Drink Hot Tea with your meal – not Cold Water
Never drink ice water with meals as it inhibits production of stomach acid and slows down digestion. If you would like a drink with your meal, try adding warm ginger tea, which increases the production of HCL. You can also drink dandelion root tea to increase production of HCL.
If you don’t prefer tea, make a warm lemon water (use the juice of 1/2 lemon) at the beginning of your meal. You can even drink 4 ounces of freshly juiced cabbage juice to help with digestion and stomach acid production.

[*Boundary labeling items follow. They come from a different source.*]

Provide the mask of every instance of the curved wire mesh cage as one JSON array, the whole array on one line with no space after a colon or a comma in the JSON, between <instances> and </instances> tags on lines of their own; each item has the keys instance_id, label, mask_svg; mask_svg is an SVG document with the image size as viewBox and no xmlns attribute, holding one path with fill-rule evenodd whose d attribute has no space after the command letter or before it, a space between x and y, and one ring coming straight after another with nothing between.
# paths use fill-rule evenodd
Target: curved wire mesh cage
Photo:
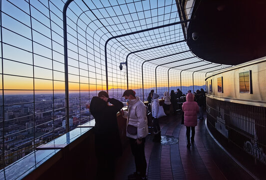
<instances>
[{"instance_id":1,"label":"curved wire mesh cage","mask_svg":"<svg viewBox=\"0 0 266 180\"><path fill-rule=\"evenodd\" d=\"M181 20L174 0L0 3L1 168L93 119L99 91L124 102L133 89L145 101L152 89L205 88L207 74L230 66L191 52L192 10Z\"/></svg>"}]
</instances>

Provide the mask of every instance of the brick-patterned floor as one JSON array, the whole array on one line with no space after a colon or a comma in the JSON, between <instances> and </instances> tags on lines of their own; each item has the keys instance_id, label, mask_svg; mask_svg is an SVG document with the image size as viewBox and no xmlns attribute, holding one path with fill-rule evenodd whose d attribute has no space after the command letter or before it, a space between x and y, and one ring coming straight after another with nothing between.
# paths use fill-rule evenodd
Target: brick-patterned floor
<instances>
[{"instance_id":1,"label":"brick-patterned floor","mask_svg":"<svg viewBox=\"0 0 266 180\"><path fill-rule=\"evenodd\" d=\"M195 143L189 149L187 148L186 127L181 124L179 114L165 116L160 121L162 135L179 138L179 142L162 145L153 142L152 135L147 136L145 156L148 180L252 179L215 144L204 121L198 120ZM127 176L135 171L128 146L117 162L116 179L126 180Z\"/></svg>"}]
</instances>

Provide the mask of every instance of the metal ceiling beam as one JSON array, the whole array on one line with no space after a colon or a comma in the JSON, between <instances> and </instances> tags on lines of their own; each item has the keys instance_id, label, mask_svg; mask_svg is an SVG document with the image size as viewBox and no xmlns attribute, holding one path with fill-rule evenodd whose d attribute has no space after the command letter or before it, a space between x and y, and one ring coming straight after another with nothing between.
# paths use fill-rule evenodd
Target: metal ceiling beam
<instances>
[{"instance_id":1,"label":"metal ceiling beam","mask_svg":"<svg viewBox=\"0 0 266 180\"><path fill-rule=\"evenodd\" d=\"M174 44L176 44L181 43L181 42L186 42L185 40L179 40L179 41L176 42L168 43L167 44L159 45L159 46L156 46L151 47L151 48L145 48L145 49L143 49L143 50L138 50L134 51L133 52L129 52L127 54L127 56L126 58L126 70L127 70L126 74L127 74L127 89L128 90L128 56L129 56L129 55L130 55L131 54L135 54L135 53L137 53L137 52L143 52L143 51L145 51L145 50L152 50L152 49L155 48L161 48L161 47L163 47L164 46ZM187 50L187 52L189 52L189 51L190 51L190 50ZM181 52L177 52L177 53L176 53L175 54L181 54ZM174 55L174 54L173 54L173 55ZM170 55L169 56L172 56L172 55L171 54L171 55ZM166 56L166 57L167 57L167 56Z\"/></svg>"},{"instance_id":2,"label":"metal ceiling beam","mask_svg":"<svg viewBox=\"0 0 266 180\"><path fill-rule=\"evenodd\" d=\"M171 70L171 68L178 68L178 67L180 67L180 66L186 66L186 65L189 65L189 64L195 64L195 63L197 63L197 62L202 62L204 61L204 60L201 60L200 61L198 61L198 62L191 62L191 63L189 63L189 64L183 64L183 65L179 65L179 66L174 66L174 67L172 67L172 68L170 68L168 69L168 71L167 72L167 75L168 75L168 92L169 91L169 70Z\"/></svg>"},{"instance_id":3,"label":"metal ceiling beam","mask_svg":"<svg viewBox=\"0 0 266 180\"><path fill-rule=\"evenodd\" d=\"M180 22L178 22L170 23L170 24L168 24L159 26L156 26L156 27L148 28L147 28L147 29L145 29L145 30L137 30L136 32L127 33L127 34L120 34L120 35L118 35L118 36L113 36L113 37L111 37L111 38L108 38L106 40L106 42L105 42L105 44L104 45L104 56L105 56L105 73L106 73L106 91L107 92L108 92L108 68L107 68L107 44L108 44L108 42L110 40L111 40L112 39L114 39L114 38L121 38L121 37L123 37L123 36L127 36L132 35L132 34L138 34L138 33L143 32L147 32L147 31L149 31L149 30L156 30L156 29L158 29L158 28L160 28L167 27L167 26L174 26L174 25L178 24L182 24L182 23L189 22L190 22L191 20L182 20L182 21L180 21Z\"/></svg>"},{"instance_id":4,"label":"metal ceiling beam","mask_svg":"<svg viewBox=\"0 0 266 180\"><path fill-rule=\"evenodd\" d=\"M209 68L216 68L216 67L218 67L218 66L222 66L222 64L218 65L218 66L213 66L213 67L205 68L204 68L204 69L202 69L202 70L196 70L195 72L193 72L193 73L192 73L192 84L193 85L193 92L194 92L194 72L199 72L199 71L201 71L201 70L208 70L208 69L209 69Z\"/></svg>"},{"instance_id":5,"label":"metal ceiling beam","mask_svg":"<svg viewBox=\"0 0 266 180\"><path fill-rule=\"evenodd\" d=\"M204 61L204 60L202 60L202 61ZM182 91L182 80L181 80L181 74L182 73L182 72L184 71L184 70L191 70L191 69L193 69L193 68L199 68L199 67L201 67L201 66L207 66L207 65L209 65L209 64L212 64L213 62L211 62L211 63L208 63L206 64L203 64L203 65L201 65L201 66L197 66L197 67L193 67L193 68L188 68L186 70L181 70L181 72L180 72L180 89L181 89L181 90Z\"/></svg>"},{"instance_id":6,"label":"metal ceiling beam","mask_svg":"<svg viewBox=\"0 0 266 180\"><path fill-rule=\"evenodd\" d=\"M144 64L144 63L145 63L146 62L148 62L151 61L151 60L158 60L158 59L159 59L159 58L167 58L167 57L169 57L169 56L171 56L177 55L177 54L181 54L184 53L184 52L190 52L190 50L185 50L185 51L182 52L177 52L177 53L175 53L175 54L169 54L169 55L165 56L162 56L162 57L154 58L151 59L151 60L146 60L143 62L142 62L142 64L141 64L141 74L142 74L142 90L142 90L142 96L143 96L143 102L144 101L144 75L143 75L143 65ZM175 61L175 62L176 62L176 61Z\"/></svg>"},{"instance_id":7,"label":"metal ceiling beam","mask_svg":"<svg viewBox=\"0 0 266 180\"><path fill-rule=\"evenodd\" d=\"M231 68L231 67L232 67L232 66L233 66L233 65L231 65L231 66L230 66L226 67L226 68ZM210 72L207 72L206 74L205 74L205 78L207 77L207 74L208 74L208 73L209 73L209 72L213 72L216 71L216 70L214 70L210 71Z\"/></svg>"}]
</instances>

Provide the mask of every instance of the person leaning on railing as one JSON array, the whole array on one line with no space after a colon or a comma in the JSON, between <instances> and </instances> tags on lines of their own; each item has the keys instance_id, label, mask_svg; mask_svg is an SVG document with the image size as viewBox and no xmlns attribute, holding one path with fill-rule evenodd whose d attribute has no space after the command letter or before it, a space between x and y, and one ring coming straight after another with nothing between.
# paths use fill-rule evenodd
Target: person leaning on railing
<instances>
[{"instance_id":1,"label":"person leaning on railing","mask_svg":"<svg viewBox=\"0 0 266 180\"><path fill-rule=\"evenodd\" d=\"M110 102L112 105L109 106ZM95 120L94 128L95 148L98 160L97 180L114 178L115 160L122 154L117 113L124 106L123 103L101 91L92 98L90 111Z\"/></svg>"},{"instance_id":2,"label":"person leaning on railing","mask_svg":"<svg viewBox=\"0 0 266 180\"><path fill-rule=\"evenodd\" d=\"M126 90L123 94L128 101L128 110L120 112L127 120L127 136L129 138L131 151L135 157L136 172L129 175L128 180L147 180L147 162L144 152L145 137L148 134L146 108L144 104L132 90Z\"/></svg>"}]
</instances>

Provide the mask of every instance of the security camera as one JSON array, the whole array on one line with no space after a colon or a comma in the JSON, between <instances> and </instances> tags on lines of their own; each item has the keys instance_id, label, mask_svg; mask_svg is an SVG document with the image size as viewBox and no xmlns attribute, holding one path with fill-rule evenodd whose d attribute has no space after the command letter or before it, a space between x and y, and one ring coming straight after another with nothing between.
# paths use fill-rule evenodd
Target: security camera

Use a live-source Hydrochloric Acid Supplement
Another way to boost HCL is to take a live-source hydrochloric acid supplement after your meals. The goal is to restore the body’s ability to produce its own HCL, but until this occurs take Betaine HCL. See “Do You Have Enough Stomach Acid?” NOTE: If you are taking medications, consult with your physician to make sure that Betaine hydrochloride supplements will not cause adverse reactions in tandem with certain medications.